При первоначальном подходе к теме патриотизма в труде Фукидида постановка проблемы кажется очевидной: был ли Фукидид патриотом своего родного города либо патриотом всей Эллады, а точнее: каково соотношение патриотизма афинского и патриотизма общегреческого в сочинении историка. Но в том, что Фукидид в течение всей жизни, даже в изгнании, ощущал тесную связь с родным городом, никто из современных исследователей не сомневается. В качестве примера можно привести статью Питера Родса «Фукидид и история Афин» в вышедшем в 2006 г. «Brill’s Companion to Thucydides»4. Статья эта привычно фундаментальная, взвешенная и информативная и никаких существенных (да, пожалуй, и несущественных) возражений не вызывает. В ней выражено общее представление о Фукидиде как о беспристрастном научном историке и умелом повествователе. Подчеркивается, что Фукидид принадлежал к афинской аристократической семье, которая имела интересы во Фракии. Возможно, его дедом был Фукидид, сын Мелесия, а прадедом – Мильтиад, сын Кимона. До 424/3 г., т. е. до исполнения им должности стратега, Фукидид не покидал Афины, имел определенный военный опыт, что, как и его связи во Фракии, способствовало избранию его стратегом. После изгнания из Афин он посещал разные греческие области и имел контакты с представителями Пелопоннесской стороны. Питер Родс заключает: «Перед нами – афинянин-аристократ, с сильными предпосылками (back-ground) для антиперикловых настроений, который, тем не менее, восхищался и самим Периклом, и руководимыми им афинской демократией и афинской империей (но не послеперикловой демократией и необузданными имперскими амбициями); человек, который служил Афинам как стратег, но чья стратегия привела к его высылке: он безусловно был включен в жизнь Афин (he was un doubt edly an engaged Athenian)». Следует отметить, что Питер Родс вполне сознательно уходит от вопроса о полисном патриотизме Фукидида, возможно, считая либо ответ очевидным (трудно обвинить в антипатриотизме изгнанника, который в конце концов вернулся в родной город и, возможно, нашел там свою смерть), либо сам вопрос некорректным.

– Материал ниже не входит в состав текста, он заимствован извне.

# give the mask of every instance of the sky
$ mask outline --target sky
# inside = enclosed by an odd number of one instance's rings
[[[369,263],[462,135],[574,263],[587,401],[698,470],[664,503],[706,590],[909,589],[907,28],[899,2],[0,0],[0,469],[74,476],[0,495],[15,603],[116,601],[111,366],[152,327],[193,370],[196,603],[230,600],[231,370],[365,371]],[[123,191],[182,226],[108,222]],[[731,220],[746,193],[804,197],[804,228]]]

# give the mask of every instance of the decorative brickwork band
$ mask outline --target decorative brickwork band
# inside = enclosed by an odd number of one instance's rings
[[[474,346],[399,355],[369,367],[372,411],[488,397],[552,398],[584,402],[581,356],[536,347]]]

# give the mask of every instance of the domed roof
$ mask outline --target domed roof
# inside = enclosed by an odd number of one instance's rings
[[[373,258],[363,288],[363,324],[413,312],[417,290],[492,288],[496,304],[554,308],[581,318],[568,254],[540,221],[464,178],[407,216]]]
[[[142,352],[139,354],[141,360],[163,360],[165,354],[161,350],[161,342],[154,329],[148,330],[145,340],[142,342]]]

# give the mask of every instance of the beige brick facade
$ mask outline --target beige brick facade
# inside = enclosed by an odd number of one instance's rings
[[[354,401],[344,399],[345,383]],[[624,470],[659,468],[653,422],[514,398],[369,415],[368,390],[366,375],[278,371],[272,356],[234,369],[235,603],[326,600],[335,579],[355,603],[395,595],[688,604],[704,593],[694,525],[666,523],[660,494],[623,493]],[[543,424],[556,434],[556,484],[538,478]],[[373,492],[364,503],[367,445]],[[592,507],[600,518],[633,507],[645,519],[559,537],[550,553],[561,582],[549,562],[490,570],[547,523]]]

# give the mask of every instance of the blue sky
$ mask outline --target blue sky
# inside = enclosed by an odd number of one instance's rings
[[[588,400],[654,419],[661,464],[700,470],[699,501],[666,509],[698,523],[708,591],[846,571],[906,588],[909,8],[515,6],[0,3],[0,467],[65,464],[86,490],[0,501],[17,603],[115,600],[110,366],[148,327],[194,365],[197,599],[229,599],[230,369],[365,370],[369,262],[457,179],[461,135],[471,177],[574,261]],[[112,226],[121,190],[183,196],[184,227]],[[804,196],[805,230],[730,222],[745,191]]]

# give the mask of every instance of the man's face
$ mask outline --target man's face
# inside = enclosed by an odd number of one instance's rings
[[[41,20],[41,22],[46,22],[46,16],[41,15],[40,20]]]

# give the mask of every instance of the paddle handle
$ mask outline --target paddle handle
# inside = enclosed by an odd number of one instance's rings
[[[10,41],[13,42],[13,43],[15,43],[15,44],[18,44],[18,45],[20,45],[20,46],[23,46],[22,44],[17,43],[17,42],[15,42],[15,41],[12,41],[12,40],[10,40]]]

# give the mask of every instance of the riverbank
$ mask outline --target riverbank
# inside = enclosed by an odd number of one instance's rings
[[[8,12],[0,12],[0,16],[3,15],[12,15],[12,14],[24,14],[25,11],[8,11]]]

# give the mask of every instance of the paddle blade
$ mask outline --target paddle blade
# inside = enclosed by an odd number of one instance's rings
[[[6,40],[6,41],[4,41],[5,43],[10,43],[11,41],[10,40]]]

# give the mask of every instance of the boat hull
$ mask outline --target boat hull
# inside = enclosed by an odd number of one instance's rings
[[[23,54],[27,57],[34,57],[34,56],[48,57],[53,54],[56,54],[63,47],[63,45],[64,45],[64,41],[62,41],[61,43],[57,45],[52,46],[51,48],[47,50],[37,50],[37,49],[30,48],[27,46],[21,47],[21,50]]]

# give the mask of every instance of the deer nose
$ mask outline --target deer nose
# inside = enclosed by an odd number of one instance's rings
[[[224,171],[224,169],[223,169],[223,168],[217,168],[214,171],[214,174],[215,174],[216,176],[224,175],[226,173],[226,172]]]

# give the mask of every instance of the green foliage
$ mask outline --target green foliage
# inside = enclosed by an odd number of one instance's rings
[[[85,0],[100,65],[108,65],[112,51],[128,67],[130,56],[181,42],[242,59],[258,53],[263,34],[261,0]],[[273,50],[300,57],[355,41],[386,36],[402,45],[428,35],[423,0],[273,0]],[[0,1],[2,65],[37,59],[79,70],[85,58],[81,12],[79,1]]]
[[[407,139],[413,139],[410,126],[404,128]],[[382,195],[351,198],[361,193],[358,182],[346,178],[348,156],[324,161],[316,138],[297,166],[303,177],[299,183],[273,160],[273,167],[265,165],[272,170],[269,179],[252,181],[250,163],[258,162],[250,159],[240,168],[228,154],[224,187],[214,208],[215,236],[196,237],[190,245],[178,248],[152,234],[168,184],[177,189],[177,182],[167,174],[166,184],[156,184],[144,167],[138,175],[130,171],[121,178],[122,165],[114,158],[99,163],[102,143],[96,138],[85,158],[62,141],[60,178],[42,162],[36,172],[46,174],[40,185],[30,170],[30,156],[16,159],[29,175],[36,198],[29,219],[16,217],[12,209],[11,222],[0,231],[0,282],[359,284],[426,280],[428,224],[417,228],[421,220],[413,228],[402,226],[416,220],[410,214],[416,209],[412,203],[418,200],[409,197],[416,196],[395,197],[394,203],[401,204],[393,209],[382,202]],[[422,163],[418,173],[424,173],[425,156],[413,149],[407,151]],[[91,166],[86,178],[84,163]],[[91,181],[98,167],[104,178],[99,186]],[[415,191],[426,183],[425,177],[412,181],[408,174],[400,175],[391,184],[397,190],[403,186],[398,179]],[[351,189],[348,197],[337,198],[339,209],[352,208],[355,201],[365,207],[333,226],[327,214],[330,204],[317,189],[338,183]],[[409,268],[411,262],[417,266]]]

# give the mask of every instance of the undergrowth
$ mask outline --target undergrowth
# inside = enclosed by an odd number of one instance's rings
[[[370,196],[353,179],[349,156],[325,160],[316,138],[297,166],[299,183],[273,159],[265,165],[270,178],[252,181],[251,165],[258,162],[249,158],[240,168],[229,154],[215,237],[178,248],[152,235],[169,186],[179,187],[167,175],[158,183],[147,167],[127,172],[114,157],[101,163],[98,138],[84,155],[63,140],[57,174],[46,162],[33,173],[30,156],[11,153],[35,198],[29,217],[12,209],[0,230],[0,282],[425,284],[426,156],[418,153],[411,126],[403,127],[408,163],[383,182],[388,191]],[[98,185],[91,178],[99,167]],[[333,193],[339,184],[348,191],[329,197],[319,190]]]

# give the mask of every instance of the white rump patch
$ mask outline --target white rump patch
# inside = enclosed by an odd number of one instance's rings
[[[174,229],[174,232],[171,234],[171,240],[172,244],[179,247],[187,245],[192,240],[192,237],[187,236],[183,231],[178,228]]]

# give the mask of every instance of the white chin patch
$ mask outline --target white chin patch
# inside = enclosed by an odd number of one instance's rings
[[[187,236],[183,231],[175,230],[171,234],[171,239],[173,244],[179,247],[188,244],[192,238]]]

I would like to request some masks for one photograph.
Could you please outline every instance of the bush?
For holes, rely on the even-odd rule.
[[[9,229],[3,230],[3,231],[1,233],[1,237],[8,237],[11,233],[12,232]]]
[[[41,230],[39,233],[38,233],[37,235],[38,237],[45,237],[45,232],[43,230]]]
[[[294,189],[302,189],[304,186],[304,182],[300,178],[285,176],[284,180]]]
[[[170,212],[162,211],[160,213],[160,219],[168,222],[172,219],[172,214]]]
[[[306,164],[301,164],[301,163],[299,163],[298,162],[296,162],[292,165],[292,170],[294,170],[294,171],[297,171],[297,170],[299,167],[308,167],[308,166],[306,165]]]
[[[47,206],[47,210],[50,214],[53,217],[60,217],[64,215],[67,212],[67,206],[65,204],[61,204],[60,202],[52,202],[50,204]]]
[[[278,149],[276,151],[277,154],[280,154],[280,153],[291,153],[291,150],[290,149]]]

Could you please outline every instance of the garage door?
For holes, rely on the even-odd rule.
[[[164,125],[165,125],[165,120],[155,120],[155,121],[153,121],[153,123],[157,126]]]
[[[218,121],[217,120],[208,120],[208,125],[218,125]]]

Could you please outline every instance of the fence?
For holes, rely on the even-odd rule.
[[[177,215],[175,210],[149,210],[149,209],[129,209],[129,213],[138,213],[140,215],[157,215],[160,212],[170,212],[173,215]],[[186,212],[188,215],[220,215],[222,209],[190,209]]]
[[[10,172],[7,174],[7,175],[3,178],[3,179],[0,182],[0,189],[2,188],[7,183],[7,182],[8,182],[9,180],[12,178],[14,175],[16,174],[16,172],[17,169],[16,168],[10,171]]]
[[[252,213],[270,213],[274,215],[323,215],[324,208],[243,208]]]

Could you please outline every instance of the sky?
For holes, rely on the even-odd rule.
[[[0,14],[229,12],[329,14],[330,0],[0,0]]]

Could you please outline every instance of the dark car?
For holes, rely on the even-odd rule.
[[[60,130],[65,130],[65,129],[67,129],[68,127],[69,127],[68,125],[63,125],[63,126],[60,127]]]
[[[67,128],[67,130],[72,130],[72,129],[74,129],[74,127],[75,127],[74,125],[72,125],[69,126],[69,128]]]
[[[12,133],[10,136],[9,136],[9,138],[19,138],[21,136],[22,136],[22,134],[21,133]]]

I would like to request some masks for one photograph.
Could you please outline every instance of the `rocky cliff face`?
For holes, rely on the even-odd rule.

Можно привести также мнение отечественного антиковеда Э.Д. Фролова: «Афинянин родом, сохранивший лояльное отношение к своему отечеству и после изгнания, Фукидид тем не менее отдавал себе отчет в агрессивной сущности (polupragmosuvnh) той политики, которую проводила правившая в Афинах демократия. Отрицательное отношение историка к пагубной политике такого рода не требует доказательств»5. Патриотизм Фукидида подтверждает и его возвращение в Афины в последние годы жизни: Павсаний в «Описании Эллады» (I, 23, 9) сообщает, что историк погиб в Афинах насильственной смертью после возвращения; поздние античные биографы высказывали предположение, что после окончания Пелопоннесской войны Фукидид все же вернулся в Афины, где и умер, и был похоронен (Marcell. Vita Thuc. 32–33; Anonym. Vita Thuc. 8–10).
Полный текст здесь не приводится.